Spreading the word on Monterey Art Museum’s latest show (pictured above, Marconi radio transmitters on Point Reyes Station) Jet Lowe/Historic American Engineering Record Library of Congress
In February 1942, racism and wartime paranoia led President Franklin Roosevelt to sign Executive Order 9066. This ordered the rounding up of anyone with even 1/16th Japanese ancestry. Of the 120,000 who were transported and walled up in ten camps throughout the West, many were Californians. This sad history can be explored in “Shadows from the Past: Sansei Artists and the American Concentration Camps,” an exhibit at the Monterey Art Museum, on view through Jan. 9, 2022.
As reported by the Monterey County Weekly writer Agata Popeda, some 3,500 Japanese and Japanese-American people in Monterey County were forcibly removed from their land and their homes to internment camps.
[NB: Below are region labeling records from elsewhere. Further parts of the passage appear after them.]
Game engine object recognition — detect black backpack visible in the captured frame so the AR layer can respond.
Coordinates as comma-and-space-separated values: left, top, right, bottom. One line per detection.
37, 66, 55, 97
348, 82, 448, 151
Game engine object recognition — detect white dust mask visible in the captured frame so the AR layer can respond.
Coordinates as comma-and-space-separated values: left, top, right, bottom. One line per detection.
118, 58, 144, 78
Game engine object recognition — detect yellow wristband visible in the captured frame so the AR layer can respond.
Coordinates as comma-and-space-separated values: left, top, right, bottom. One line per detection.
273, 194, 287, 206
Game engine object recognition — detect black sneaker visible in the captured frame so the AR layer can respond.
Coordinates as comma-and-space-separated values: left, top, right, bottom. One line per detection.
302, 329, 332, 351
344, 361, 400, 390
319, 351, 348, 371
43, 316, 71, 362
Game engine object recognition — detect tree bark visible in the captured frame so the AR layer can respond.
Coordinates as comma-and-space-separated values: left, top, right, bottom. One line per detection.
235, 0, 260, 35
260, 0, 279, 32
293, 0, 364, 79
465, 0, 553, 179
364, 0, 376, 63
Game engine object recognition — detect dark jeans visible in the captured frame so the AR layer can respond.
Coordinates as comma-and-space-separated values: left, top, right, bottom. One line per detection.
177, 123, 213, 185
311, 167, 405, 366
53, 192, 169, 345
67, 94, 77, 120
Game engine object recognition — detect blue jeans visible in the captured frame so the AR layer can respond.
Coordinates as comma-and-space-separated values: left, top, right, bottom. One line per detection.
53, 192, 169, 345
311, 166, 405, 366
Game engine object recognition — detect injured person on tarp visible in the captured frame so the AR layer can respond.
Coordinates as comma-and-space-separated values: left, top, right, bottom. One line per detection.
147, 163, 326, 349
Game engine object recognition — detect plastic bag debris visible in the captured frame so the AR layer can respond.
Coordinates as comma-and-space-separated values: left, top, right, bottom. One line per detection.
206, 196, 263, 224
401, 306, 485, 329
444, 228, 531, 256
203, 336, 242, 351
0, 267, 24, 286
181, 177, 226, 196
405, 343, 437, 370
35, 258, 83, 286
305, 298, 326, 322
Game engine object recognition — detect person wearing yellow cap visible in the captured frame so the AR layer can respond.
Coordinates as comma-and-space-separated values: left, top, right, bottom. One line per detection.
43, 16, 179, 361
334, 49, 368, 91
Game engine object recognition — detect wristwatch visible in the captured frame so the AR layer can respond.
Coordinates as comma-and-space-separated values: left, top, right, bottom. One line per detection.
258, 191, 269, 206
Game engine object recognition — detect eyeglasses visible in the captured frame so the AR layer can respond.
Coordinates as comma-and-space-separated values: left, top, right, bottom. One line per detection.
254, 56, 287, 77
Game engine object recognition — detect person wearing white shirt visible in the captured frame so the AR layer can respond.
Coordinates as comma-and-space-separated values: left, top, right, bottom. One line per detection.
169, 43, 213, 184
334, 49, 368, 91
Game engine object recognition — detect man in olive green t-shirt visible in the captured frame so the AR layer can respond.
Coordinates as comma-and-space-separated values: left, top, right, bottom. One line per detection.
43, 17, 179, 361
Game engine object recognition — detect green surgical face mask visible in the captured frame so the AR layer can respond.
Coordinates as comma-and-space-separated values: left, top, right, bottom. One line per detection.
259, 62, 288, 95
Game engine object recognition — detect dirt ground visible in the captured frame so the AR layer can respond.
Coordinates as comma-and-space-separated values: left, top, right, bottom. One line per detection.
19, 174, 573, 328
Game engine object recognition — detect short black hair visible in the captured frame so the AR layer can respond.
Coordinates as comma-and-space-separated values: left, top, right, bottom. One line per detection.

And though Monterey was more welcoming to returning internees than other parts of the country, it wasn’t until 2018 that the Monterey County Board of Supervisors issued a formal apology to members of the Japanese-American community.
“Shadows from the Past: Sansei Artists and the American Concentration Camps” features eight Japanese-American artists who are sansei—the third generation descended from Japanese immigrants. As woodworker Wendy Maruyama notes, “even though 80 years seems like a long time, it happened not that long ago.” Several of the artists use different motifs to invoke cages. And fabric artist Na Omi Judy Shintani previously exhibited a piece about detained children on our southern border; it goes without saying the subject has great relevance to this show.